Créatures : portraits d’animaux, gravures, dessins et aquarelles PDF

Ernest Bussière, buste de Grandville, 1893, parc de la Pépinière, Nancy. Jean Ignace Isidore Gérard est né à Nancy, dans l’est de la France, dans une famille d’artistes et de comédiens. Homme aux identités multiples, il sera toujours appelé Adolphe par les siens, du prénom d’un jeune frère mort deux mois avant sa naissance :  C’est ainsi qu’il entonne ce long duo avec la mort qui naît d’un baptême endeuillé, modulé tout au long de sa vie dans les registres divers des œuvres qu’il crée et des sorts qu’il subit. C’est à Créatures : portraits d’animaux, gravures, dessins et aquarelles PDF qu’il grandit et reçoit ses premières leçons de dessin de son père, musicien amateur mais surtout peintre miniaturiste  pour la tête, la fleur ou le paysage .


La misère règne alors à Nancy et la vie du foyer des Gérard n’y est pas facile : outre le couple et ses quatre enfants, il y vit une aïeule, Marie-Anne, ancienne  comédienne du Roi  dont les récits nostalgiques relatifs aux fastes de la cour de Stanislas fascinent. En tant qu’artiste, Adolphe adopte Jean-Jacques comme prénom et reprend également de ses grands-parents le nom de  Grandville . Il semble suivre les traces de son père et s’attache à dessiner les membres de sa famille, le spectacle de la rue et, progressivement, s’émancipant des principes inculqués, se fait une spécialité de  défigurer avec malice ces physionomies que l’adulte met tout son art à figurer . Son talent de caricaturiste s’affiche précocement. L’opposition au père entre pour quelque chose dans cette velléité de transgression, mais on peut y voir également le dépassement du simple apprentissage. Grandville s’initie en recopiant les modèles de caricatures qu’il trouve dans la nouvelle presse satirique comme Le Nain jaune. Il se forge une opinion libérale, anticléricale.

Dès 1820, il conçoit des créatures hybrides, mi-hommes mi-animaux, qui deviendront rapidement la marque de son talent.
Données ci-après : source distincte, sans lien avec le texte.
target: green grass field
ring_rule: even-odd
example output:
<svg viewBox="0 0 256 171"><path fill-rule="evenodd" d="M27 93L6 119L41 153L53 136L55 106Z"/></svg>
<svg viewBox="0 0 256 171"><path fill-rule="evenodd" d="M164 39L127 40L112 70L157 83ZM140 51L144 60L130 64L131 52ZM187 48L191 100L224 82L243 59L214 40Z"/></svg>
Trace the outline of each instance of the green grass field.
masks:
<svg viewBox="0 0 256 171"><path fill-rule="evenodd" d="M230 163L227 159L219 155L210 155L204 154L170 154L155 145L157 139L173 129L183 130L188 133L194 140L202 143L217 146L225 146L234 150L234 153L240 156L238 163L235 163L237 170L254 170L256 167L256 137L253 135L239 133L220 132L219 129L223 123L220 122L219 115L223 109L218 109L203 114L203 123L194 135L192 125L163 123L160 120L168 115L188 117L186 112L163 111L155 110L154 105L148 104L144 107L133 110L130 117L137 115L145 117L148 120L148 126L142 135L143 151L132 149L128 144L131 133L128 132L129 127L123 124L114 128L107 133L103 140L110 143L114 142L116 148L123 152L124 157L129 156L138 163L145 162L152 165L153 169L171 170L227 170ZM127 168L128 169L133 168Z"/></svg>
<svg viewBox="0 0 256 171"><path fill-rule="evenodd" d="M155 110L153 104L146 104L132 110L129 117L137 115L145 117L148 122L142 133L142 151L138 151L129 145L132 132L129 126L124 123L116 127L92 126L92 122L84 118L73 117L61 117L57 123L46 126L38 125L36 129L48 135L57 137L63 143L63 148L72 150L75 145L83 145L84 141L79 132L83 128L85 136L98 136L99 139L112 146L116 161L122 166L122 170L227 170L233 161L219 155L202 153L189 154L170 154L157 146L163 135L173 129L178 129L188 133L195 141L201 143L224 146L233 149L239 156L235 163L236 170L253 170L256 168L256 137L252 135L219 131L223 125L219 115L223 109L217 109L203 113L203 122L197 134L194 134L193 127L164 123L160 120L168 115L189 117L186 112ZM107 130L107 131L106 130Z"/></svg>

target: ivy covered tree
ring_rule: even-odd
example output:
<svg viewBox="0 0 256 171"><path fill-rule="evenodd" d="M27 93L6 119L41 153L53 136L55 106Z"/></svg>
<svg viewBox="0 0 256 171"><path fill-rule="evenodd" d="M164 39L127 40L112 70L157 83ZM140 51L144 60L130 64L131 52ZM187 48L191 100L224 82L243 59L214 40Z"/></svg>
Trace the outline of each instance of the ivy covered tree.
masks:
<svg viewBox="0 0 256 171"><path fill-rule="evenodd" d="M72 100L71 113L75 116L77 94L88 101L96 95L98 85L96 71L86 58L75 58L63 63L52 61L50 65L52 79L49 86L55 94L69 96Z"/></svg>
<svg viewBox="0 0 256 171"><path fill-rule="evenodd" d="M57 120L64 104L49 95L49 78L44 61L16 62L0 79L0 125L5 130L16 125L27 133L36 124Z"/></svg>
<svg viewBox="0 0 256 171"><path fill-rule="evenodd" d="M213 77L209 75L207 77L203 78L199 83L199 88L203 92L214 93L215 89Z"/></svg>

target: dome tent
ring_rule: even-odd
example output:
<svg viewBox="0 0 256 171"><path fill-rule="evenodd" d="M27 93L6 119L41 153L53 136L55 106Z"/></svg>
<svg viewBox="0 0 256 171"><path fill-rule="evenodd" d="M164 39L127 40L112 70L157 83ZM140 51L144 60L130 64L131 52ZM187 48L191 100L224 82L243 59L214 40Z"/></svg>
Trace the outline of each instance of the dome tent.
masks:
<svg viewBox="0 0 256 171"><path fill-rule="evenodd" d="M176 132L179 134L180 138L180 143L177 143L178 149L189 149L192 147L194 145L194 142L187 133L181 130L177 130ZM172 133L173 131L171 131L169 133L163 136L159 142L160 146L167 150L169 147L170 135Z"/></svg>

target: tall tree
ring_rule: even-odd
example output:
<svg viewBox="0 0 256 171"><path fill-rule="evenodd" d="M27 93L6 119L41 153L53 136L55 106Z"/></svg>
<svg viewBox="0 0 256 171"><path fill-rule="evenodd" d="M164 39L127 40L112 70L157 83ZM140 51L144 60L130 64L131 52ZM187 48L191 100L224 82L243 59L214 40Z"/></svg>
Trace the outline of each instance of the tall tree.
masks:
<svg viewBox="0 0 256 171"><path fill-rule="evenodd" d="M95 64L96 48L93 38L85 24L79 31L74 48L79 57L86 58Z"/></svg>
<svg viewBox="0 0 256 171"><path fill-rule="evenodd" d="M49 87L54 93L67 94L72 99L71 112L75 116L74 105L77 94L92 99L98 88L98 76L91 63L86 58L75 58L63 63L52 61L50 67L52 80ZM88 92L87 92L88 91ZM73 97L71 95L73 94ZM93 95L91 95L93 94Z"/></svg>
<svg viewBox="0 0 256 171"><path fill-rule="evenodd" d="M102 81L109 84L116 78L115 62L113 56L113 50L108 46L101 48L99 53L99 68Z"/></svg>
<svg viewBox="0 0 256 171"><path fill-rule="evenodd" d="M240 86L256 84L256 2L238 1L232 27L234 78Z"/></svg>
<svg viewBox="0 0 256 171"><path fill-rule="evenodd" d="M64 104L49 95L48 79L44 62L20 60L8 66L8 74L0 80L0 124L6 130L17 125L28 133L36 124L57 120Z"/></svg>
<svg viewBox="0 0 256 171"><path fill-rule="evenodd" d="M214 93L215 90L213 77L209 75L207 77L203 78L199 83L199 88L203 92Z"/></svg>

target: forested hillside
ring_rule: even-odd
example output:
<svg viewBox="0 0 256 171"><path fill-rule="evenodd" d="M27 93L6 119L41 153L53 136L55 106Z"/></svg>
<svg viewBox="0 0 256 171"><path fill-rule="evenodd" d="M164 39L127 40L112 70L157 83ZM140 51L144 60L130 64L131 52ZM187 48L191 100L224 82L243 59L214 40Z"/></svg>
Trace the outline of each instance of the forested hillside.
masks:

Leur premier fils, Ferdinand, naît en 1834, mais ne vit que quatre ans. Un deuxième fils, Henri, vient au monde à l’automne 1838, mais meurt en 1841, étouffé en mangeant un morceau de pain, en présence de ses parents. Grandville ayant perdu en dix ans sa première femme et les trois enfants qu’il en a eus est physiquement et mentalement brisé. Il tombe malade à plusieurs reprises. En 1847, alors qu’il séjourne dans sa maison de villégiature de Saint-Mandé, il est atteint d’une crise de folie et est transporté dans une clinique de Vanves.